When the age discrimination legislation, which implemented the EU’s Equal Treatment Directive of November 2000, was first introduced in the UK back in 2006, a large number of claims were expected based on ageist comments being made in the workplace. This was based in part upon a concern that age related comments simply did not have the same taboo as those based around gender or race and as such were more likely to occur. Jokes based on age were (and still are) regularly seen on TV and in greetings cards and were heard around the workplace - Bob's first car was a T-model Ford is one that sticks in my mind.

However, a deluge of age-based claims simply didn't happen and hardly any reported decisions based around hurtful ageist comments were seen, with most claims under the age discrimination legislation dealing with the application of benefits based on length of service. This is also true of cases brought in the EU, few in number and mostly brought regarding dismissal or provision of pensions. Perhaps people are less ageist than we gave them credit for, or perhaps the comments are out there but the recipients accept them as within the course of normal office banter.

Not so for Mr James, claimant in the recent case heard before the UK Employment Appeals Tribunal (EAT) James v Gina Shoes who challenged the position he found himself in.

During the course of being disciplined for poor performance Mr James was told by his manager that if he was younger he could be trained up (he was in his early sixties) but you 'can't teach an old dog new tricks'.

Unsurprisingly, the EAT held that such comments created an indication of an inclination to discriminate on grounds of age. The Tribunal consequently found that age discrimination had taken place that led to Mr James' subsequent resignation, and that the employer was required to prove it had not discriminated against him.

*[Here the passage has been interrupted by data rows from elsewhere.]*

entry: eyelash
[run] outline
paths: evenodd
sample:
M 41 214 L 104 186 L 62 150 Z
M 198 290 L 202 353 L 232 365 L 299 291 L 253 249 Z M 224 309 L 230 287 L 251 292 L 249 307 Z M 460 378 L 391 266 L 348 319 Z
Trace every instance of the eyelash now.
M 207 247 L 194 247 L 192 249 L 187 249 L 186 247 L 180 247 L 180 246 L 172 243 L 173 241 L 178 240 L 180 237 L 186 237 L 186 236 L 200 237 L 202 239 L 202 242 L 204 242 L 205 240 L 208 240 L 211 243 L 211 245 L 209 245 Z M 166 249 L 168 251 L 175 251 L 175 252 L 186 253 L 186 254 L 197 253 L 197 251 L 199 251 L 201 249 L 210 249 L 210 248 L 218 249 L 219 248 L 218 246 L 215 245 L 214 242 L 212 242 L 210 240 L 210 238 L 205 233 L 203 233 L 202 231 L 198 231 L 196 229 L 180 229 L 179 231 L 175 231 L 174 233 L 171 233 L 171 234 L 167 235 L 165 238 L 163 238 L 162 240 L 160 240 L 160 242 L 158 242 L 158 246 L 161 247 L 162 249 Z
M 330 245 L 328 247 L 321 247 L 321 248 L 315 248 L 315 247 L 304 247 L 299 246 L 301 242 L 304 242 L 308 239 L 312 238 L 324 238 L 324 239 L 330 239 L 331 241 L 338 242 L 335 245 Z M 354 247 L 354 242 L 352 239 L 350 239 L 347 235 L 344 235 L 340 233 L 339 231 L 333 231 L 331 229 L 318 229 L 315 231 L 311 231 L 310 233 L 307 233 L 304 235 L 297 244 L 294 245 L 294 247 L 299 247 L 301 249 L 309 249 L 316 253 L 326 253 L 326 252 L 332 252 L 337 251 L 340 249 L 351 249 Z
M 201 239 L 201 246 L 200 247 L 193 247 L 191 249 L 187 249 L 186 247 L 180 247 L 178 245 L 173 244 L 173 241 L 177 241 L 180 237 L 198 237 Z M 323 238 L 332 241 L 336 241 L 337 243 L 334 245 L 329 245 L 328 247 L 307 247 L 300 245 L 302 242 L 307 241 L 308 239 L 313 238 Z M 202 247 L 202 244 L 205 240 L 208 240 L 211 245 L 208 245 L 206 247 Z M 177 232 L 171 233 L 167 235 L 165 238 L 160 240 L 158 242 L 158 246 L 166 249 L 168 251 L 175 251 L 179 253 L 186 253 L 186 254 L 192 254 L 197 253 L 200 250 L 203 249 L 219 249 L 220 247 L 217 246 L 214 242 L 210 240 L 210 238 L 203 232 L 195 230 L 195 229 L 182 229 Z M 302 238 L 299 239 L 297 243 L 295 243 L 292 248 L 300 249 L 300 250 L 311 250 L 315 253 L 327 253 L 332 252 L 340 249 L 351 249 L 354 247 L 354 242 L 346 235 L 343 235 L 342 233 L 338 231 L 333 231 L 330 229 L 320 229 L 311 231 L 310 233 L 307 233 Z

Under the EU Directive it is likely that a claim brought on grounds similar to those of Mr. James would have the same result across Europe, as Article 2(a) states that ‘direct discrimination shall be taken to occur where one person is treated less favourably than another’ for reason of their age. The refusal to provide training to an older member of staff would certainly prove to be such treatment.

Despite their being relatively few age discriminations cases brought in the EU as labour markets become tighter, it is possible that more employers will begin to argue that the dismissal of older workers is justifiable on the grounds of opening up opportunities for the employment of younger workers. However, as the EU Directive shows and the decision in James v Gina Shoes employers will have to make a strong case that can in no way be based on a person’s age.

The case of James v Gina Shoes is a timely reminder that 'off the cuff' comments touching upon the age of colleagues can land an employer and HR professionals in hot water and that any equal opportunities training can usefully include a refresher on age-related comments. Furthermore, the case highlights how unacceptable age related barriers in employment are; a job that involves regular training is not one that older people are excluded from or one that they won’t thrive at doing.

Stephen Mutch is an Employment Associate at Manchester Solicitors Pannone LLP.